Il y a 180 ans, Liesse recevait la Duchesse d'Angoulême en pèlerinage auprès de Notre-Dame !
Ce texte, tiré du registre des Délibérations Municipales, a été transcrit après la visite !
Il apparaît aujourd'hui bien emphatique, mais c'était tout un événement pour l'époque !
(Toutes les tournures de phrase du texte original ont été respectées.)

Ce jourd'hui, neuf mai mil huit cent vingt-six, Nous, Victor Journeaux, Maire du bourg de Liesse, canton de Sissonne, arrondissement de Laon, Département de l'Aisne, soussigné,
ayant été informé par lettre de Monsieur le Préfet du 15 avril dernier que Son Altesse Royale, Madame la Dauphine, Duchesse d'Angoulême, devait visiter ce bourg dans les premiers jours du mois de mai, m'invitant de faire les dispositions convenables pour recevoir dignement cette auguste Princesse,
et à cet effet, le conseil municipal fut assemblé et arrêta :
1. que la route où devait passer S.A.R. serait promptement rétablie,
2. qu'un arc de triomphe serait élevé à la Porte dite « de Laon » *,
3. qu'une avenue de 500 arbres serait pratiquée depuis cette porte jusqu'à la Halle **,
4. que les habitants seraient invités de décorer le devant de leurs habitations par des guirlandes de verdure et de feuillage et par des emblèmes et devises ingénieuses,
5. que des drapeaux blancs devront flotter à l'une des croisées de chaque maison,
6. que la rue sera sablée *** depuis l'entrée du terroir jusqu'à la Halle,
7. et, finalement, qu'une députation de jeunes demoiselles sera nommée pour présenter au nom de la Commune, une corbeille de fleurs à notre bien-aimée Dauphine et divers objets de la Fabrique **** du Pèlerinage de Notre-Dame de Liesse, lesquels consisteront en :

  • un chapelet monté en or, avec une croix et une médaille de Jubilé aussi en or.
  • une bouteille de 50 figurines, fabrique de M. Delamour - Béglet.
  • un bouquet de fleurs artificielles, fabrique de M . Pilote.

NDLR
* La porte de Laon se situait au « Café du Gros Raisin ».  
** La Halle se trouvait au milieu de l'actuelle place de l'Hôtel de Ville.
*** Bien sûr, à cette époque, les rues n'étaient pas goudronnées !
**** La Fabrique était l'association qui gérait les biens de l'Eglise.

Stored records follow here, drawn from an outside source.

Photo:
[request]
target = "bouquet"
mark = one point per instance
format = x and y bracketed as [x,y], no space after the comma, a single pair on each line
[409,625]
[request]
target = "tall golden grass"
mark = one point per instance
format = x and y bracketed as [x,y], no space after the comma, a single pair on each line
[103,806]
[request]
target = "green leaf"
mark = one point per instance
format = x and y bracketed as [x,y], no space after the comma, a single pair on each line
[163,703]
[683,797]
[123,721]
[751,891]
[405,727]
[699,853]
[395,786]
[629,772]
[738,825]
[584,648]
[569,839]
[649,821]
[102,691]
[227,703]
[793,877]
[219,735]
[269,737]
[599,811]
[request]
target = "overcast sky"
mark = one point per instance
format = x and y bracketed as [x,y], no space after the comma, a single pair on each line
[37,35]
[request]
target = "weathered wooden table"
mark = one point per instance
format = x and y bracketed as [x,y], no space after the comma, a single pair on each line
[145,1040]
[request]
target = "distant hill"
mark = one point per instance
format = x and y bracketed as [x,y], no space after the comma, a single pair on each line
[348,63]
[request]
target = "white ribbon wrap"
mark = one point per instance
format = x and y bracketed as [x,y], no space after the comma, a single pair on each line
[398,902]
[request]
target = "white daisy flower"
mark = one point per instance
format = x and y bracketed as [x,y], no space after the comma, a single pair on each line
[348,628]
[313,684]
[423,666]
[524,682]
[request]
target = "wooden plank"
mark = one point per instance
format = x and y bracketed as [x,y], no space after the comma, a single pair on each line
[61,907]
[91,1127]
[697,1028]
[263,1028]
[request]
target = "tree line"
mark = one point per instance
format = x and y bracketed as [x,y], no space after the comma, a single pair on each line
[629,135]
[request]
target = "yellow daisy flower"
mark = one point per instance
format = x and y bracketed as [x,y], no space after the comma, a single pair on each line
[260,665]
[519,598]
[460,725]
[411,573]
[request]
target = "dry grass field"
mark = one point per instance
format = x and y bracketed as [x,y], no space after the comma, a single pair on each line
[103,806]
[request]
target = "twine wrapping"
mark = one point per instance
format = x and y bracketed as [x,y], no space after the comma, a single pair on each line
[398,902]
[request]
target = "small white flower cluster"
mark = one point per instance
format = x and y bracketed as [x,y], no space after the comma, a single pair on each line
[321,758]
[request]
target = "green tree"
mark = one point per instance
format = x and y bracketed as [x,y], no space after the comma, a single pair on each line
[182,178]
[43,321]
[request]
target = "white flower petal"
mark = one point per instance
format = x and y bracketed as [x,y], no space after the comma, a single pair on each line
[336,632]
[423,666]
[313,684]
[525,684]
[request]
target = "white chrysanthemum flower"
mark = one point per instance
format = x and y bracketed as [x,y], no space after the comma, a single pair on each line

Trois commissions furent nommées dans le sein du Conseil Municipal pour faire exécuter ces divers travaux sous notre surveillance.
Il est difficile de peindre les sentiments que manifestèrent les habitants de Liesse en apprenant qu'ils allaient avoir le bonheur de contempler les traits chéris de l'auguste fille de Louis XVI. Chacun s'empressa de travailler à l'envie, afin de faire quelque chose digne d'Elle et on craignait toujours de n'avoir pas fait assez.
Depuis plusieurs jours, un temps contraire aux préparatifs et aux plaisirs d'une aussi belle fête avait attristé tous les habitants et on faisait les vœux les plus sincères pour le retour au beau temps. Ils furent exaucés !
Dans l'après-midi du 8 mai, des détachements de Hussards de la Garde Royale et de Gendarmerie arrivèrent à Liesse.
Le 9 mai, le jour à jamais mémorable pour les Liessois luit enfin et dès six heures et demie du matin* nous nous rendîmes à la porte de l'église à la tête du Corps Municipal pour y recevoir l'auguste et pieuse Princesse.

La Compagnie de Pompiers était sous les armes et rangée sur deux lignes dans la plus belle tenue ; les détachements de Hussards et de Gendarmes arrivés la veille s'étaient formés à sa gauche. La population entière, augmentée de celle des communes voisines, était placée dans la rue de Laon et attendait avec impatience ce moment désiré.
Il est près de sept heures, les cloches sonnent et l'enthousiasme est à son comble, des cris mille fois répétés de « Vive le Roi, Vive Madame la Dauphine » annoncent l'arrivée de cette digne Princesse et déjà la voiture est devant la porte de l'église où Son Altesse Royale met pied à terre et les acclamations redoublent ; nous nous avançons et Lui présentons les hommages respectueux des habitants de Liesse et L'assurons de leur dévouement à son auguste personne. S.A.R. daigne, avec cette grâce et cette affabilité qui caractérisent si éminemment les Bourbons, répondre « Je les agrée »'. La députation de jeunes demoiselles s'avance et S.A.R. l'accueille avec bonté et manifeste l'intention de l'admettre dans ses appartements à l'issue de la messe. Elle entre ensuite à l'église qui était magnifiquement décorée, accompagnée d'un grand nombre de fidèles. Elle se place sur le prie-dieu destiné pour Elle.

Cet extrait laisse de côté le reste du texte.